I had written a couple months ago about the seemingly uncoordinated and scattershot approach in which U.S. embassies engage in the name of public diplomacy. An interlocutor pointed me to a speech delivered by retired Foreign Service officer Donald Bishop to the Council of American Ambassadors earlier this fall. While so many practitioners of public diplomacy circle the wagons to protect budgets and the system they know and in which they thrive, Bishop speaks directly:
Public diplomacy makes less difference in spite of the many studies and reports that proclaim its importance, despite the many new programs in the graduate schools, despite words of praise on all the appropriate public occasions, despite Congressional support for exchanges, despite Secretary Clinton’s decree that “every officer is a Public Diplomacy officer,” and despite the fact that Public Diplomacy officers are working harder than ever.
Bishop continues to suggest three separate problems, or rather clusters of problems. The first is organizational. Public diplomacy has been shunted aside to a bureaucratic corner. “The appointment of well-spoken Under Secretaries from related fields has not worked as intended. They have had scant bureaucratic power and no real sway over the allocation of Public Diplomacy people and money,” he writes, adding, “Public diplomacy training has become too brief. Many experienced Public Diplomacy officers no longer aim to lead large country programs, hoping rather to be DCMs [Deputy Charge of Missions], DAS’s [Deputy Assistant Secretaries], and Ambassadors, and this shifts their professional focus away from communication.”
The second problem, he observes, is the fact that there is “division among the American people over our nation’s purposes in the world.” Bishop is correct, even as so many ignore this basic fact. As national security becomes a political football, partisan and philosophical divisions undercut the ability to advance a coherent strategy. Another point Bishop makes but is so often overlooked is the impact of rancorous American political debate on our adversaries’ propaganda:
If I know anything from three decades of reading foreign editorials and columns, it’s that indigenous foreign criticisms of the United States are quite rare. Rather our critics rewrite, repackage, and amplify what they hear in our own domestic debates. Division and rancor in our domestic politics ricochets back to us from abroad, and we live in rancorous times.
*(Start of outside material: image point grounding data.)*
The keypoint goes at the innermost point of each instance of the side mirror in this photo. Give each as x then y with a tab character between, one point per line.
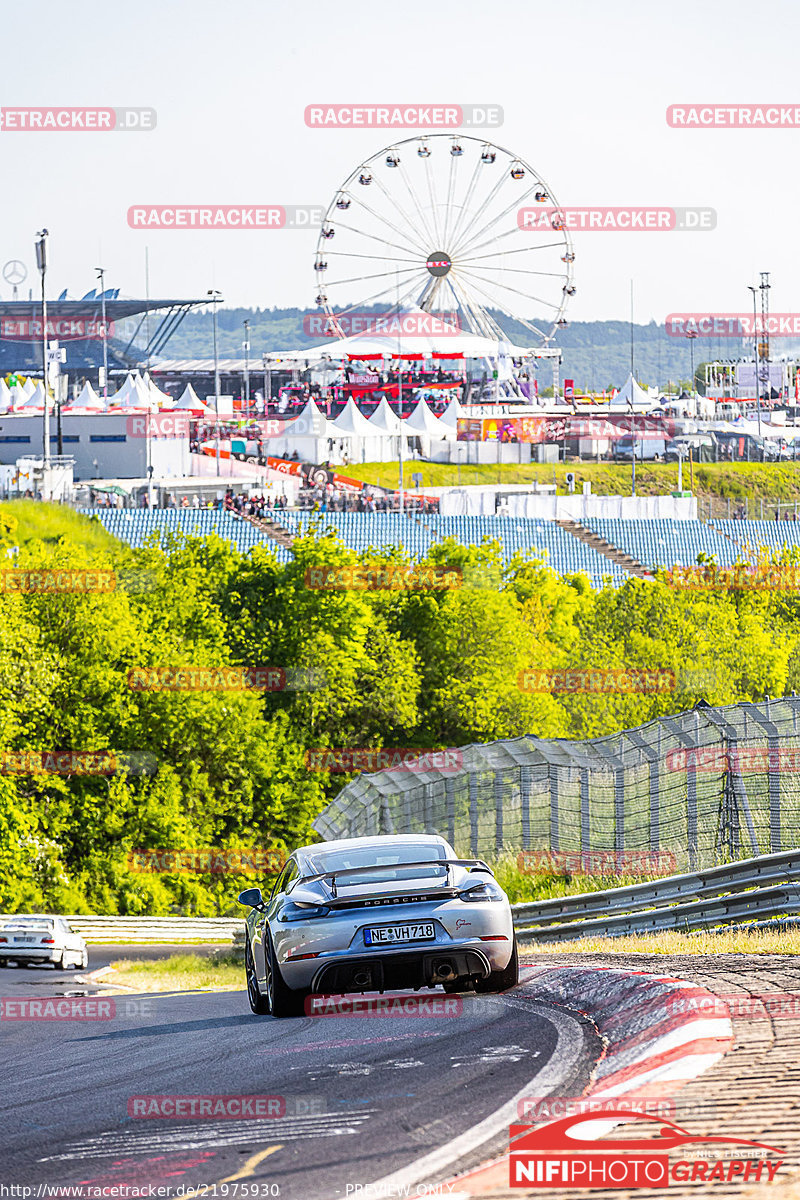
252	898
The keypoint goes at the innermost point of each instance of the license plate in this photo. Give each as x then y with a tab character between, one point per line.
388	935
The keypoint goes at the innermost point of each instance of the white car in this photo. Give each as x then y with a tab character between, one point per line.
377	913
40	939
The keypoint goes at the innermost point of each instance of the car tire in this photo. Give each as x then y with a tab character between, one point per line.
501	981
258	1003
283	1001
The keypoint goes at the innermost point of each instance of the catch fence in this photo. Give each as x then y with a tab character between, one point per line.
707	786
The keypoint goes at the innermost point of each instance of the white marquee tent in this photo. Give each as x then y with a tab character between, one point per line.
423	421
89	399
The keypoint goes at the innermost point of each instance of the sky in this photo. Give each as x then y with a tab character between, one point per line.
584	89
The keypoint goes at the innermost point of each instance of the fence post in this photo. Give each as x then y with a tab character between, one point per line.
553	772
450	801
524	799
498	811
584	811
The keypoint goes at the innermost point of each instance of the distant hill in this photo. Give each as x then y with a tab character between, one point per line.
596	354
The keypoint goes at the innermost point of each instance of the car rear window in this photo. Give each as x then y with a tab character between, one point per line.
29	923
389	857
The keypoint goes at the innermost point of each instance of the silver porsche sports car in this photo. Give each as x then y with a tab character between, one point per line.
377	913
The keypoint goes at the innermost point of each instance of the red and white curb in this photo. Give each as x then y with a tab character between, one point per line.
656	1041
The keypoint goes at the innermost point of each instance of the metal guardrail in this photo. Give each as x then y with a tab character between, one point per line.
721	895
152	929
755	891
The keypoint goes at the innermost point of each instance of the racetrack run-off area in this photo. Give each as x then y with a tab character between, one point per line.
367	1093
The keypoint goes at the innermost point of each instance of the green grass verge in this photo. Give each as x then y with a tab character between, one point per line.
713	941
28	521
523	887
223	971
753	480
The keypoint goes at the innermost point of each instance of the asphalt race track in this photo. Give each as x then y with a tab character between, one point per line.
365	1096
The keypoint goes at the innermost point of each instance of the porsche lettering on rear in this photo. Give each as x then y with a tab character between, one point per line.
318	933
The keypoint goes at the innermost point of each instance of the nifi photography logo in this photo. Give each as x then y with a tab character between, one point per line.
570	1152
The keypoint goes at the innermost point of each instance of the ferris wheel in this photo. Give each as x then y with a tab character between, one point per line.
432	223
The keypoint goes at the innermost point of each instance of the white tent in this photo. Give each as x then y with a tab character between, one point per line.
451	413
353	421
190	399
311	421
121	395
385	419
89	399
162	399
632	393
138	395
423	421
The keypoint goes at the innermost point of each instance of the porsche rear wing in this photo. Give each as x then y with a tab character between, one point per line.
475	864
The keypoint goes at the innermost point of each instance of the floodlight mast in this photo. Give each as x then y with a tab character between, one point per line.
41	262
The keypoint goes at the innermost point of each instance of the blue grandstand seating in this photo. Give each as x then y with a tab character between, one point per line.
665	543
747	535
134	526
654	543
382	531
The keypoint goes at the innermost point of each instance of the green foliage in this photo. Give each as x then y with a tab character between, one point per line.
396	669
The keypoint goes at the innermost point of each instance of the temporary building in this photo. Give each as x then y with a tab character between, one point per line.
89	399
423	421
385	420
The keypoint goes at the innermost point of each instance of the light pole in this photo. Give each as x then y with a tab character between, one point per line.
268	383
758	399
41	262
691	335
216	297
102	301
246	346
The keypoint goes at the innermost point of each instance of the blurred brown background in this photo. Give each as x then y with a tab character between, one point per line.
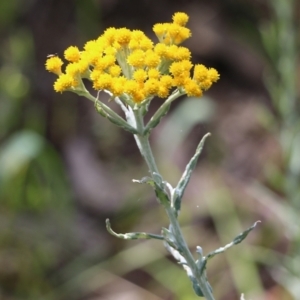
64	169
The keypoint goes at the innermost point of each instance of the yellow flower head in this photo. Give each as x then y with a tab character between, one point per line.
53	64
180	18
129	65
72	54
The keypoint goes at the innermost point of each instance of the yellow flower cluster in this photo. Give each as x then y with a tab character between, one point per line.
129	65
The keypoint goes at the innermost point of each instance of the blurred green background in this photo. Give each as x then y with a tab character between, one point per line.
64	169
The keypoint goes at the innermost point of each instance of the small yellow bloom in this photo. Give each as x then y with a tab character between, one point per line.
180	18
64	82
140	75
137	59
192	88
103	82
200	73
152	59
123	36
151	87
213	74
115	71
180	67
72	54
53	64
153	73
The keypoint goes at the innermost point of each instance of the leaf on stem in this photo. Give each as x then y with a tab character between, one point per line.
238	239
132	235
184	180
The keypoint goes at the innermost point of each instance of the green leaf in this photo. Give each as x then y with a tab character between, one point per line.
184	180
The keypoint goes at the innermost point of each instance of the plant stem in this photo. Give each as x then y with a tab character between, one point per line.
146	151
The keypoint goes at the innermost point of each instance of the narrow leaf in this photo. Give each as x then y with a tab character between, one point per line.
184	180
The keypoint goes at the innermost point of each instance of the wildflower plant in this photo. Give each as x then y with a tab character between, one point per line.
133	71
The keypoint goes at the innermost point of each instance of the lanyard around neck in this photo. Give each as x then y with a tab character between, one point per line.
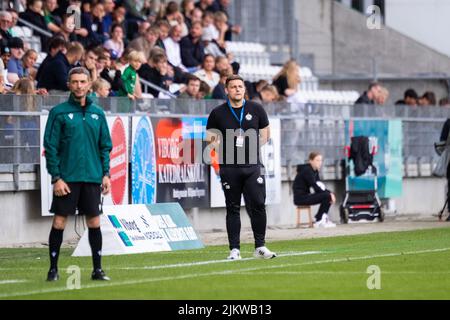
239	119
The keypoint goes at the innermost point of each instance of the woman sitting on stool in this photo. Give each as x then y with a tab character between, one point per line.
308	177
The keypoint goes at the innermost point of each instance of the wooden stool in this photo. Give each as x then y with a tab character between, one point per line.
299	215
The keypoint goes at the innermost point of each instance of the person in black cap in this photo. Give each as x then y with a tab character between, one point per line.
14	65
410	98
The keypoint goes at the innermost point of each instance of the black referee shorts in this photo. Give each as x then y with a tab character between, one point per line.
84	196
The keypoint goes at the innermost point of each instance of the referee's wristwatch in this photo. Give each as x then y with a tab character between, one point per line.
55	179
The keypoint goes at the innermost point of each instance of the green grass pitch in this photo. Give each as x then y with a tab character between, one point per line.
412	265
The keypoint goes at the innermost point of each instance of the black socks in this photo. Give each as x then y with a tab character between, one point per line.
95	240
54	243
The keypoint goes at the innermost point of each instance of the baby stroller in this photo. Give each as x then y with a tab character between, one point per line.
361	198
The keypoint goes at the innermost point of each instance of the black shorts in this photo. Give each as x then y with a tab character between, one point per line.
84	196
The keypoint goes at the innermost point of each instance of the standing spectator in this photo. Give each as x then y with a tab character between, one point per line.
116	42
192	89
146	42
77	154
173	50
53	21
428	99
370	96
14	66
192	49
410	98
207	73
219	92
34	15
108	5
288	79
57	70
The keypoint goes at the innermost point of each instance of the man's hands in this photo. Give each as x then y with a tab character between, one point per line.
106	185
60	188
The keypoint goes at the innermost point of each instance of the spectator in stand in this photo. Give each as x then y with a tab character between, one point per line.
108	5
173	50
192	89
130	76
219	92
192	49
55	45
14	66
187	9
267	94
147	42
288	79
52	20
428	99
370	96
89	62
116	42
204	5
207	72
410	98
444	102
222	6
164	28
56	72
101	88
5	23
156	71
205	91
34	15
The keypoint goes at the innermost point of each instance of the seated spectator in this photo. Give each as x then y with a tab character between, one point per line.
369	96
410	98
205	91
192	49
219	92
146	42
382	97
28	61
444	102
192	89
116	42
14	66
267	94
207	72
130	76
57	69
173	50
156	71
52	20
428	99
34	15
288	79
101	88
308	177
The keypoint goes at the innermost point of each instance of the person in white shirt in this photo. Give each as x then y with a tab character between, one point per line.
172	45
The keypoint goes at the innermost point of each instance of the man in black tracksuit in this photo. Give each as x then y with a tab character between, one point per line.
236	130
308	177
444	136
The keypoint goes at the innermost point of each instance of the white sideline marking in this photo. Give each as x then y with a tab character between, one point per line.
12	281
197	275
200	263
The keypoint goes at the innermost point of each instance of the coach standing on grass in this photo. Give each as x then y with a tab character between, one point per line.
77	145
237	129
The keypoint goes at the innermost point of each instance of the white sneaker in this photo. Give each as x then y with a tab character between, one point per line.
235	254
264	253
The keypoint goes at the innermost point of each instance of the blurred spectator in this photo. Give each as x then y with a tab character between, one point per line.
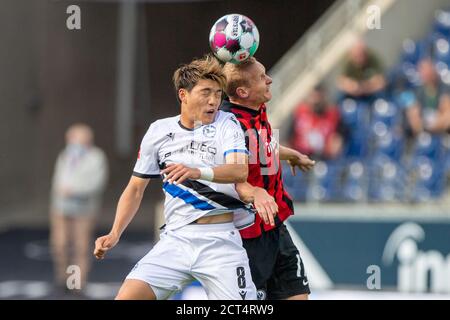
316	129
430	108
362	76
78	182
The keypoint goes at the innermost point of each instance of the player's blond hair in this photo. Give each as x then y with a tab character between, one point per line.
188	75
237	76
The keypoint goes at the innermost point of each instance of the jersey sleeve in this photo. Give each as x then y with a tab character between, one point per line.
147	164
233	137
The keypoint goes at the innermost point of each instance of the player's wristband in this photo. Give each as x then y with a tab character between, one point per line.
206	173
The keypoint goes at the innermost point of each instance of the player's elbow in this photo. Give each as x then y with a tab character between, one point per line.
241	173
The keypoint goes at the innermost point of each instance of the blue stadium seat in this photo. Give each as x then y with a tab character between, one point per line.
429	179
388	180
428	145
356	117
325	182
410	51
387	142
297	186
442	23
441	50
356	182
387	112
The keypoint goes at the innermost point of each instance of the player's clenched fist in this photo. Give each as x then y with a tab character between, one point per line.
103	244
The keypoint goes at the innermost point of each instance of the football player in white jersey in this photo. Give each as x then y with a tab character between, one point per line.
200	154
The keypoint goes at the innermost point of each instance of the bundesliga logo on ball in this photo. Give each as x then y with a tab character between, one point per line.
234	38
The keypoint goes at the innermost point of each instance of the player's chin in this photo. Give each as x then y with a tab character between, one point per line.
208	117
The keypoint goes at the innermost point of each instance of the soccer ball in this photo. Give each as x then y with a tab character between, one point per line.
234	38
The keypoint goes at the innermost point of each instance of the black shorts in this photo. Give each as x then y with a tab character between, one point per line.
276	266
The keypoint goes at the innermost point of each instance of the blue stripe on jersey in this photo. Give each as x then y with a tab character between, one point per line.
235	150
188	197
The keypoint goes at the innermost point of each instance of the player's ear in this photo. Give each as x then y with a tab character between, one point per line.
182	95
242	92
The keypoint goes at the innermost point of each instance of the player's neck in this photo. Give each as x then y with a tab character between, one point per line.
246	104
187	122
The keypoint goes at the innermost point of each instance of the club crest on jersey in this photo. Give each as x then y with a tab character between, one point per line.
171	135
209	131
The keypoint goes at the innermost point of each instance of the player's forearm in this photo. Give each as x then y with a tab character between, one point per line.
230	173
127	207
246	192
287	153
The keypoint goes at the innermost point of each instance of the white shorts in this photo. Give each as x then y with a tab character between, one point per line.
210	253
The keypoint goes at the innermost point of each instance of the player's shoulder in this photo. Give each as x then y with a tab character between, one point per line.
160	128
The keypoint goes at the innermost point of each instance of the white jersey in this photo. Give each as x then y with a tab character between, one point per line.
167	141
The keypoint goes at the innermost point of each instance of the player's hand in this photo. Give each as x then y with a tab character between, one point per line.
177	173
300	160
104	244
265	205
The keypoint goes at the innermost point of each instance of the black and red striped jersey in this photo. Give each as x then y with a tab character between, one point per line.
264	162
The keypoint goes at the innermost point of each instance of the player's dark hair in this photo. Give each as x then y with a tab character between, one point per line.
188	75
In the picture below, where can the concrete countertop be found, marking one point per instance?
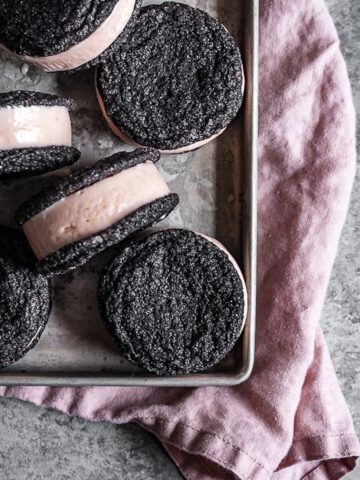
(43, 443)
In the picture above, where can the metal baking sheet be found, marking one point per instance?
(217, 185)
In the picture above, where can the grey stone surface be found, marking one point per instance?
(42, 443)
(341, 314)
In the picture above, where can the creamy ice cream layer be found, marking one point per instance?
(37, 126)
(126, 139)
(94, 208)
(91, 47)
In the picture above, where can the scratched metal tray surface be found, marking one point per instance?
(217, 186)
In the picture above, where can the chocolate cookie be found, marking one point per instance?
(96, 208)
(56, 35)
(25, 298)
(176, 84)
(175, 302)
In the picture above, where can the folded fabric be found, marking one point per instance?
(289, 421)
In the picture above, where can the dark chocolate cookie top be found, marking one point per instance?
(71, 184)
(177, 81)
(25, 299)
(24, 98)
(41, 28)
(173, 301)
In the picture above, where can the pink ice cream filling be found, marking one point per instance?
(94, 208)
(36, 126)
(88, 49)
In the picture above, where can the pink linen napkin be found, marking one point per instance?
(290, 420)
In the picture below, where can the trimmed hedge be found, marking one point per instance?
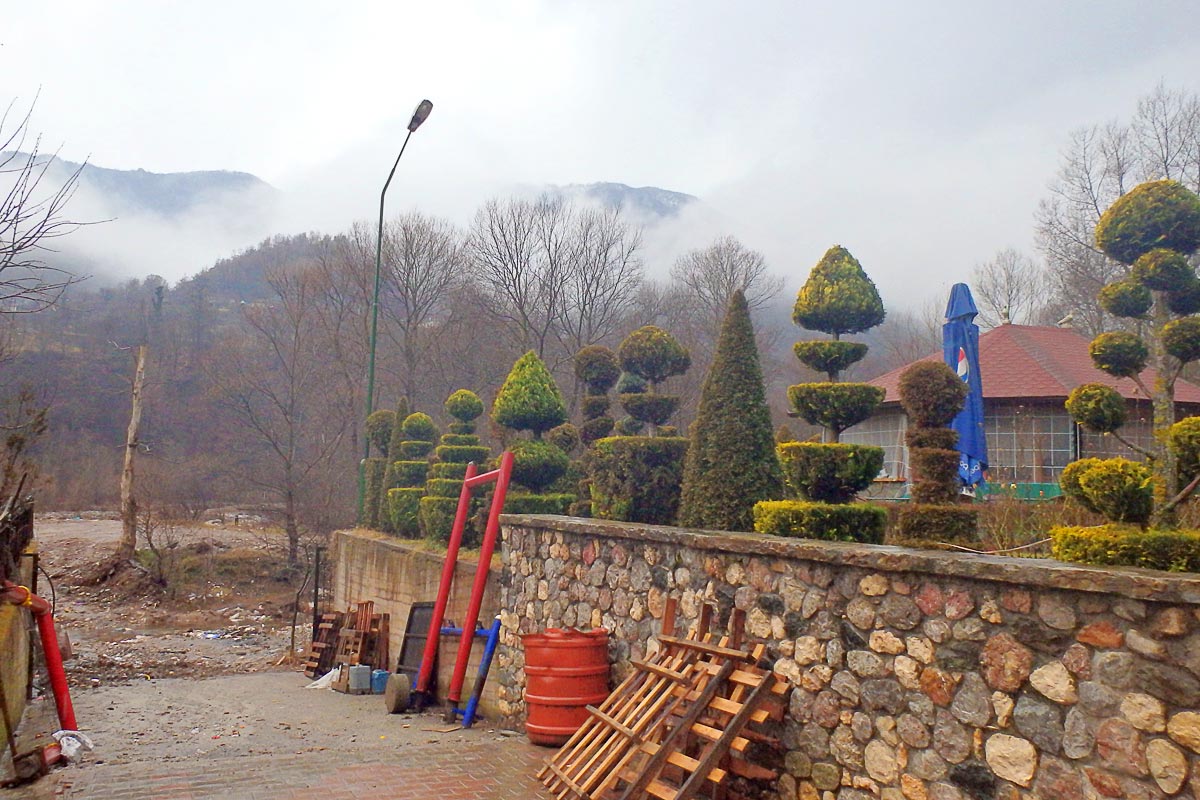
(522, 503)
(537, 464)
(922, 524)
(856, 522)
(462, 453)
(443, 487)
(636, 479)
(1114, 545)
(834, 405)
(448, 469)
(403, 506)
(829, 473)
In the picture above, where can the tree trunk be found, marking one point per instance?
(129, 542)
(1163, 400)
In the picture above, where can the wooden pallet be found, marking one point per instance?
(667, 731)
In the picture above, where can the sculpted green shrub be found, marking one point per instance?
(1097, 407)
(829, 473)
(529, 398)
(1114, 545)
(731, 461)
(1126, 299)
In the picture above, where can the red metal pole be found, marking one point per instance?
(425, 678)
(477, 591)
(41, 609)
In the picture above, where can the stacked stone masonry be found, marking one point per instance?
(917, 674)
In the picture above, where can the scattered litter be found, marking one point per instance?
(73, 744)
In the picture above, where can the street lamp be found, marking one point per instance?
(419, 116)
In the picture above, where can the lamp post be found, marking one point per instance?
(419, 116)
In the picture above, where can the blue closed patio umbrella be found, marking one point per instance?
(960, 348)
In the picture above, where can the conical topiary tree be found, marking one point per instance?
(731, 461)
(1153, 229)
(455, 450)
(931, 395)
(409, 473)
(838, 299)
(633, 477)
(531, 401)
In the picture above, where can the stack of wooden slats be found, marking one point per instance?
(357, 637)
(677, 725)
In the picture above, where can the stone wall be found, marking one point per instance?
(395, 573)
(917, 674)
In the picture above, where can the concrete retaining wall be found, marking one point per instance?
(395, 573)
(918, 674)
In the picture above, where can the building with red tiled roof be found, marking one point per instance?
(1027, 373)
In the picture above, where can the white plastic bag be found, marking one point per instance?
(73, 744)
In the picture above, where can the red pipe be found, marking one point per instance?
(425, 678)
(485, 564)
(41, 609)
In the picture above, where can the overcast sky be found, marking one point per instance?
(919, 136)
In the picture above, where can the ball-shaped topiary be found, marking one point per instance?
(829, 358)
(1186, 300)
(834, 405)
(1183, 439)
(1120, 354)
(529, 398)
(1097, 408)
(379, 425)
(1126, 299)
(419, 427)
(838, 298)
(1158, 214)
(653, 354)
(598, 368)
(1181, 338)
(931, 394)
(1164, 270)
(465, 405)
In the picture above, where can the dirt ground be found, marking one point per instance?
(157, 679)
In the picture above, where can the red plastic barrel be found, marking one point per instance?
(565, 672)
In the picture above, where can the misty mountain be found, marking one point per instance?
(645, 202)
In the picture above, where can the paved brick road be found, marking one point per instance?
(492, 770)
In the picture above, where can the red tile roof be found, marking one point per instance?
(1036, 362)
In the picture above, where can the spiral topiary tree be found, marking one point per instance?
(409, 473)
(838, 299)
(1152, 229)
(455, 450)
(531, 401)
(931, 395)
(635, 477)
(731, 461)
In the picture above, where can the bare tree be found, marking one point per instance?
(1012, 287)
(275, 384)
(712, 275)
(30, 217)
(521, 253)
(603, 280)
(1101, 163)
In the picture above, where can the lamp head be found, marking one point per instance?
(420, 115)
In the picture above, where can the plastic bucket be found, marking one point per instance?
(565, 672)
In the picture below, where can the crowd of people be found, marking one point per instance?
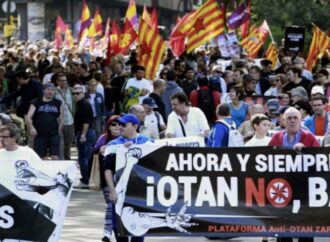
(56, 97)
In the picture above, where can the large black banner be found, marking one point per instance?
(258, 191)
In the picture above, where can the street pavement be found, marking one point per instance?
(85, 216)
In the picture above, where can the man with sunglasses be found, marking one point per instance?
(129, 124)
(85, 134)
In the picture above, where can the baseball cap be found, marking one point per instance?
(298, 91)
(150, 102)
(316, 90)
(48, 85)
(273, 104)
(129, 118)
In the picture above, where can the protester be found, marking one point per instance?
(171, 88)
(294, 137)
(260, 124)
(11, 150)
(45, 123)
(85, 134)
(219, 135)
(129, 124)
(64, 94)
(239, 110)
(112, 132)
(184, 120)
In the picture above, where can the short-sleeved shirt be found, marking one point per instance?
(45, 117)
(196, 124)
(110, 160)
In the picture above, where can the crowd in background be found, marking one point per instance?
(59, 96)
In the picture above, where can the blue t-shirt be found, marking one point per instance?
(110, 160)
(219, 134)
(239, 115)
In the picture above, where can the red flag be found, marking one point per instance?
(256, 39)
(85, 20)
(127, 37)
(59, 29)
(177, 38)
(320, 42)
(154, 19)
(245, 27)
(113, 42)
(151, 49)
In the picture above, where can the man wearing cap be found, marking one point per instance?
(29, 90)
(273, 106)
(153, 118)
(85, 134)
(185, 120)
(318, 122)
(129, 124)
(295, 79)
(45, 122)
(298, 93)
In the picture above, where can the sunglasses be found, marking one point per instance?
(115, 124)
(5, 137)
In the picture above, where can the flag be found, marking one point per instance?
(113, 42)
(320, 42)
(96, 26)
(131, 14)
(207, 23)
(145, 15)
(127, 37)
(272, 54)
(106, 36)
(239, 16)
(255, 40)
(245, 26)
(114, 38)
(59, 29)
(68, 39)
(151, 49)
(85, 20)
(154, 19)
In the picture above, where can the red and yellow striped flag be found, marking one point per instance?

This doesn’t mean that Congress should temper its debate, but in a globalized age it behooves our elected officials to recognize that hyperbole might end up fueling those who seek not to craft a batter strategy, but rather defeat America entirely. Simply looking back at some of the rhetoric aired regarding the Iraq and Afghanistan wars, and how congressional statements were picked up and recast on insurgent media should give pause to the bipartisan array of officials who were quick to declare new Vietnams or allege ill motives on the part of national-security leaders.
A subset of division about disputes regarding America’s role in the world is religion. Again, Bishop addresses the issue head on:
In the war on terrorism, however, we confront an ideology based on extreme religion. Americans have always been ginger about discussing religion, and too often I have seen officers turn away from opportunities to discuss faith by simply saying “in America, we have separation of church and state.” This is a non-starter for dialog with religiously motivated people. My point is that because religion and its role in society are domestically contentious, we have been unable to agree among ourselves how to discuss religion with foreign audiences. This hurts us in the current struggle.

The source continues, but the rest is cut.